Surat tersebut ditujukan kepada para menteri Kabinet Kerja, Panglima TNI, Kapolri, Jaksa Agung, para kepala Lembaga Pemerintahan Non Kementerian (LPNK), para Sekretaris Jenderal Lembaga Tinggi Negara, para pimpinan sekretariat Dewan/Komisi/Badan, para Gubernur, dan para Bupati/Walikota.

Menteri PAN-RB juga meminta kepada seluruh yang tertuju dalam surat edarannya agar melakukan evaluasi terhadap pelaksanaaan pembatasan kegiatan pertemuan atau rapat di luar kantor di lingkungan instansi masing-masing secara berkala setiap 6 (enam) bulan sekali, dan melaporkannya kepada Menteri PAN-RB.

Menteri juga meminta kepada masing-masing pimpinan instansi pemerintah agar meneruskan Surat Edaran Nomor 11 Tahun 2014 itu kepada seluruh jajaran instansi di bawahnya sampai dengan unit organisasi terkecil untuk melaksanakan dan mematuhinya secara konsisten dan sungguh-sungguh.

Pangkas Anggaran


Sebelumnya Menteri Pendayanuaan Aparatur Negara dan Reformasi Birokrasi (PANRB) Yuddy Chrisnandi menegaskan, akuntabilitas kinerja pemerintah saat ini tidak lagi diukur berdasarkan besarnya penyerapan anggaran, tapi oleh efisiensi dan penghematan yang dilakukan instansi tanpa mengurangi capaian target kinerja.

"Pemerintah akan memberikan reward and punishment atas pelaksanaan gerakan penghematan nasional tersebut," kata Yuddy, Sabtu 22 November 2014.

Instansi yang dapat melaksanakan penghematan akan diberikan penghargaan, sebaliknya bagi yang tidak mengindahkannya akan diberikan sanksi yang tegas sesuai dengan ketentuan. Oleh sebab itu, politikus Hanura itu menegaskan agar setiap instansi dalam melakukan penghematan di semua sektor.

"Stop pemborosan dan lakukan penghematan di lingkungan instansi masing-masing, mulai dari penghematan terhadap penggunaan sarana dan prasarana kerja, penghematan belanja barang dan belanja jasa, serta penghematan melalui pemanfaatan makanan dan buah-buahan produksi dalam negeri," terang dia.

Gayung bersambut, Presiden Joko Widodo juga meminta agar anggaran perjalanan dinas dan rapat pejabat dan PNS dipotong hingga Rp16 triliun.
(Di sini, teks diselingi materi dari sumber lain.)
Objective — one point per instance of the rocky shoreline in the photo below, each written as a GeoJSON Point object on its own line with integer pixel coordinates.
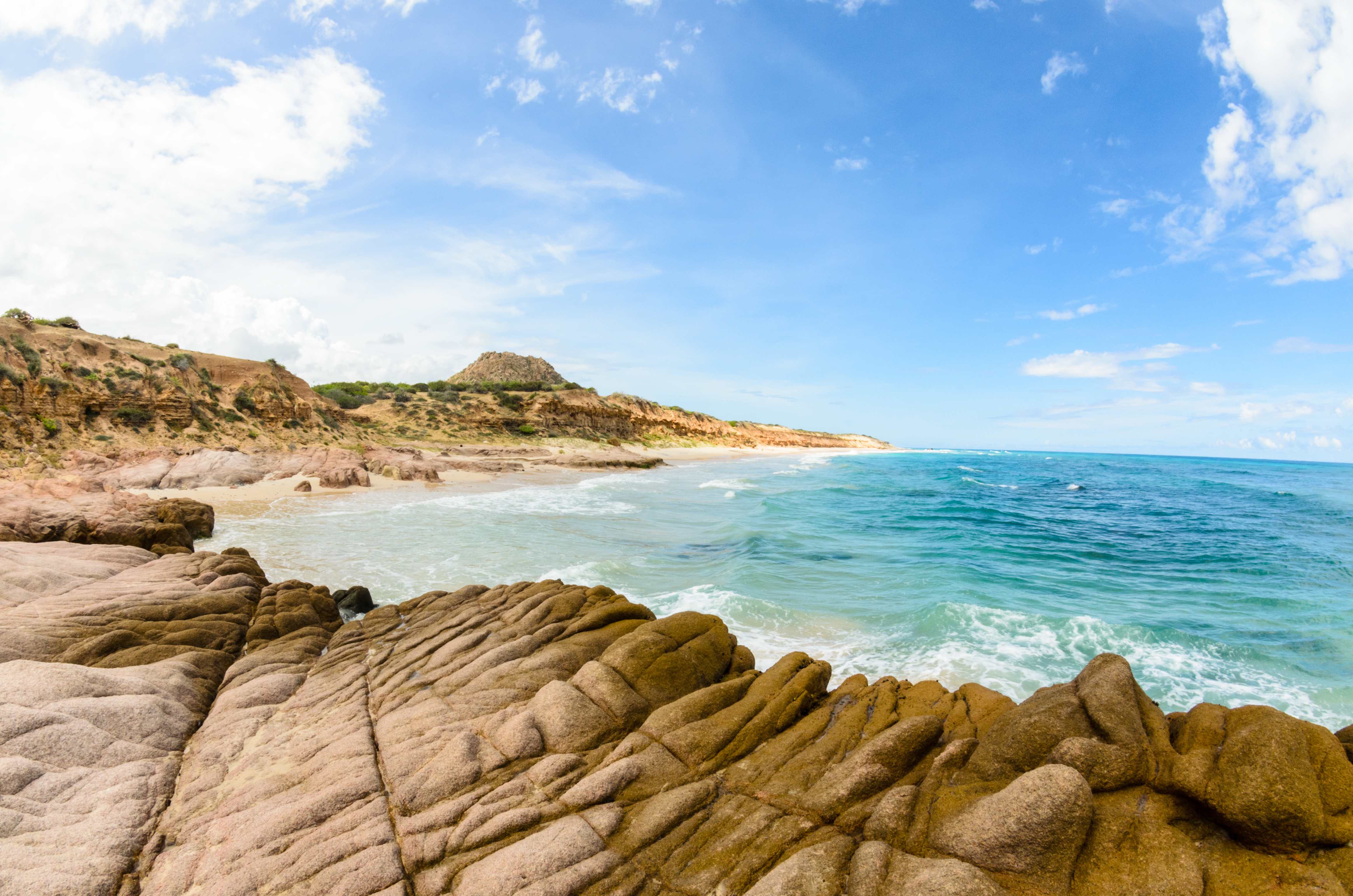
{"type": "Point", "coordinates": [179, 724]}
Pemotongan dilakukan agar anggaran bisa dialihkan ke program-program pro rakyat yang akan dimulai tahun 2015.

Menurut Jokowi anggaran yang dialokasikan perjalanan dinas dan rapat pejabat saat ini mencapai Rp41 triliun. Padahal penyerapan anggaran untuk kegiatan itu hingga saat ini Rp22 triliun.

"Kita lihat anggaran sekarang hanya terpakai sampai hari ini Rp22 triliun hingga Rp25 triliun itu lebih dari cukup," kata Jokowi hari ini di Istana Bogor, Jawa Barat.

Mantan Gubernur DKI Jakarta itu menilai, anggaran sebesar Rp41 triliun yang dialokasikan untuk perjalanan dinas dan rapat-rapat itu sangat tidak efisien. Buktinya, pemerintah sampai detik ini hanya menyerap anggaran untuk kegiatan itu sebesar Rp22 triliun.

Double Budget

Sementara itu, Peneliti Indonesia Budget Center, Roy Salam menyambut baik kebijakan pemerintahan Jokowi untuk memangkas anggaran perjalanan dinas dan melarang pelaksanaan rapat kedinasan di luar kantor.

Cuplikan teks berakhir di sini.